While Jund al-Aqsa is out on the fringe, however, it is not alone, and its members are not the only jihadis in Syria uncomfortable with fighting the Islamic State. In that sense, the Jaish al-Fateh coalition may have been a sort of geographic accident rather than an ideologically uniform alliance. Earlier this year, Syria’s northern rebels had only one active front against the Islamic State, in the northern Aleppo countryside; on all other sides, they faced the regime and its allies, including Hezbollah and Iranian-backed Shiite militias. West of Aleppo, it was possible to put off the question of whether and how to fight the Islamic State in the interest of a project like Jaish al-Fateh that could unite more mainstream rebels with the jihadi fringe. But the coalition’s own success made that untenable: As it advanced, it would eventually be forced to confront the Islamic State and lay bare these internal contradictions.
Jaish al-Fateh’s successes have been attributed in large part to
a new rapprochement between Saudi Arabia, Turkey and Qatar. But even open-handed external support and battlefield momentum may only go so far in holding together Syria’s more mainstream rebels with jihadis like Jund al-Aqsa and Jabhat al-Nusra. However much effort and resources regional powers expend to bolt together ideologically diverse factions, those clients ultimately have their own probably irreconcilable agendas.

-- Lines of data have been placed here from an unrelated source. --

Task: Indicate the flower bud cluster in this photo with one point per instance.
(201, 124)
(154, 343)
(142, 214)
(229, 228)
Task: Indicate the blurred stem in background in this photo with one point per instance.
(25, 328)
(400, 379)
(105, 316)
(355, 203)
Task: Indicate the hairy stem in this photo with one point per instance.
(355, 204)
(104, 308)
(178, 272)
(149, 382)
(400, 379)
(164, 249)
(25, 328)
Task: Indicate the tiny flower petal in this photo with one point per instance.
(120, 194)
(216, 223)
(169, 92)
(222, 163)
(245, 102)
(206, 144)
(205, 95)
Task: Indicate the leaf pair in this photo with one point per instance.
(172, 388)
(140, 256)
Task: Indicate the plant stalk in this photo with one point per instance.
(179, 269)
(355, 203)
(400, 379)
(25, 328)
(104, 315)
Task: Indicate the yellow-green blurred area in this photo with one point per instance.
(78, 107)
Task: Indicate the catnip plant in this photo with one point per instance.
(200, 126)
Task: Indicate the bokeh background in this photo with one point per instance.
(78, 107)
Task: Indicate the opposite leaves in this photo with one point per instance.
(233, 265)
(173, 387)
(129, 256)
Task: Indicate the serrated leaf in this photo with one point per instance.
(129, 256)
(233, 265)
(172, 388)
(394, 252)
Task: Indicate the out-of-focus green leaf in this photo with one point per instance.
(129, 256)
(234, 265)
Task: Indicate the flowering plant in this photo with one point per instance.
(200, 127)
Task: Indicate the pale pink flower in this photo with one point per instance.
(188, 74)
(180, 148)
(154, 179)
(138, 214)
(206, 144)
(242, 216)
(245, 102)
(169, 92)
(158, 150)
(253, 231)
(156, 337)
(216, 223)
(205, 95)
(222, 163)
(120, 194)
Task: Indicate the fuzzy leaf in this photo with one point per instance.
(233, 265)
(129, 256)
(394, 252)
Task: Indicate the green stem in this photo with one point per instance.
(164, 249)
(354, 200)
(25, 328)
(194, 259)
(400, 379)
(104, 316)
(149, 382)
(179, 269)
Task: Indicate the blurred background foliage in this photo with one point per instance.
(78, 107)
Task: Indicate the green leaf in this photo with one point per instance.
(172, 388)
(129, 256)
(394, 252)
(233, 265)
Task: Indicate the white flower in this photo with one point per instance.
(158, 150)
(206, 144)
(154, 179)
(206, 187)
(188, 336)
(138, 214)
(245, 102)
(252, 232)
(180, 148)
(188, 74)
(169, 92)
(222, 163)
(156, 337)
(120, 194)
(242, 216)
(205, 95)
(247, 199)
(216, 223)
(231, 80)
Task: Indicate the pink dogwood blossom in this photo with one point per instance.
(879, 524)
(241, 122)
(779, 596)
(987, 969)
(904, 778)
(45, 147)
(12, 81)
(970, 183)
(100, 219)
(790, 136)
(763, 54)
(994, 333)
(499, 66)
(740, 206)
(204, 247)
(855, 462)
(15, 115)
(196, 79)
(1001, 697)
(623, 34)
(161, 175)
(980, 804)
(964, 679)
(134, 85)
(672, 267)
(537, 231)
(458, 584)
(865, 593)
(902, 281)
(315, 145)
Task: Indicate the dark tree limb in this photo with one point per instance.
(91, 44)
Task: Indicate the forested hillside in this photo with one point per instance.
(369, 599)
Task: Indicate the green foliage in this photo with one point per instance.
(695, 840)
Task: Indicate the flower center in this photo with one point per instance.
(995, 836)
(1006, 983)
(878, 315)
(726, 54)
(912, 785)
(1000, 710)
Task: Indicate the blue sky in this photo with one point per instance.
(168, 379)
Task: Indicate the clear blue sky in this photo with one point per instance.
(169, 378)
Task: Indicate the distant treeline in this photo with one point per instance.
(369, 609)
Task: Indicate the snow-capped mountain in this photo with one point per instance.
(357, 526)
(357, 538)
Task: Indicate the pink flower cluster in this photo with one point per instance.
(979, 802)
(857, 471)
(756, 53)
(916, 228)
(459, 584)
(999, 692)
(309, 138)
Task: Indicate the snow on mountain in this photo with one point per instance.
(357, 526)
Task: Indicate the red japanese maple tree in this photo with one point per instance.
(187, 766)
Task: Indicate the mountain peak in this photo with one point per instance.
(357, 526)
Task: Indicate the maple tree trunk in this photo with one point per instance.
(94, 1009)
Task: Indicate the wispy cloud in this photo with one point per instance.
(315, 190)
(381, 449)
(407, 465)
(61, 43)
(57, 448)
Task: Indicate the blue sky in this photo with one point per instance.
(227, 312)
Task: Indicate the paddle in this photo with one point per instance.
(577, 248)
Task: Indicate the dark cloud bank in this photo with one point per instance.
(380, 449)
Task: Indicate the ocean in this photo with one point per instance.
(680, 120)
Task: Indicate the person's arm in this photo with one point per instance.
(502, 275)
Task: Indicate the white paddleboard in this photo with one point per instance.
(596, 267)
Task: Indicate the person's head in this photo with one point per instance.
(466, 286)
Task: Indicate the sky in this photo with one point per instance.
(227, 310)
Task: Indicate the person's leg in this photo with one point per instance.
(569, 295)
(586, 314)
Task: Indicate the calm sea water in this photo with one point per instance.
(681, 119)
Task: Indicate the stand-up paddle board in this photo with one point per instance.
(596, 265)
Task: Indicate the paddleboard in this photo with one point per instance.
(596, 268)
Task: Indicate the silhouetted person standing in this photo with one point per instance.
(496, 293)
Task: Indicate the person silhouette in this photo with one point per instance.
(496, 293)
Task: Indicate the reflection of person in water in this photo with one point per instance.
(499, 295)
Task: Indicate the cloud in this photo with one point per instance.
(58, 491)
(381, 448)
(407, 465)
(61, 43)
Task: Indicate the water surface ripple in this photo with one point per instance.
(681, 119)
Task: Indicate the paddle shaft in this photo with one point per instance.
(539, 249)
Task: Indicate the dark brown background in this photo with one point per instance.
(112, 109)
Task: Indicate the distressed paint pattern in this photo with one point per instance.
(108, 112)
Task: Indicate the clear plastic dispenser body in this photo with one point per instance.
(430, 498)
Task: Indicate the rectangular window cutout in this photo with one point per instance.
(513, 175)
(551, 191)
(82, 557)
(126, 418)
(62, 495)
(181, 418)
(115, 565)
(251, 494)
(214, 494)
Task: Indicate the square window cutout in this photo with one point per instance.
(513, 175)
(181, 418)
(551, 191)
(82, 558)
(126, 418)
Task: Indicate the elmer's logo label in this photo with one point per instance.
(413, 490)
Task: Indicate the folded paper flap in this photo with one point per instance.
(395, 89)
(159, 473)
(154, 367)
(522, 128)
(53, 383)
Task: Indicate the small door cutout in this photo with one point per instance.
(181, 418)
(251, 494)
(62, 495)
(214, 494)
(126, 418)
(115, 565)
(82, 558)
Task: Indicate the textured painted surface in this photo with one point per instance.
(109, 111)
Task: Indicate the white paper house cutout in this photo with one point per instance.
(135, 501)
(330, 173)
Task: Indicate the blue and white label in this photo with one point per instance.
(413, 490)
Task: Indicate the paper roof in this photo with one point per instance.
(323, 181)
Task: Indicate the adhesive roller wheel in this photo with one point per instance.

Jund al-Aqsa rejoining Jaish al-Fateh will not somehow fix that. As part of the agreement bringing Jund al-Aqsa back in, the rebel coalition will reportedly issue the sort of Islamic charter the hard-liners demanded. A charter tailored to Jund al-Aqsa’s extremist views will not reconcile the politics of these factions. What it could do, however, is succeed in making Jaish al-Fateh’s more mainline members toxic to an international audience, thus
sabotaging their attempts at diplomatic outreach.
Jaish al-Fateh’s unity looks untenable over the long term. The centrifugal forces that drive Syria’s rebels and jihadis apart, from ideology to money to personality, are still at work, even within such a successful alliance. And whatever efforts regional states and rebels themselves make, there may be nothing that can ultimately keep these rebels together.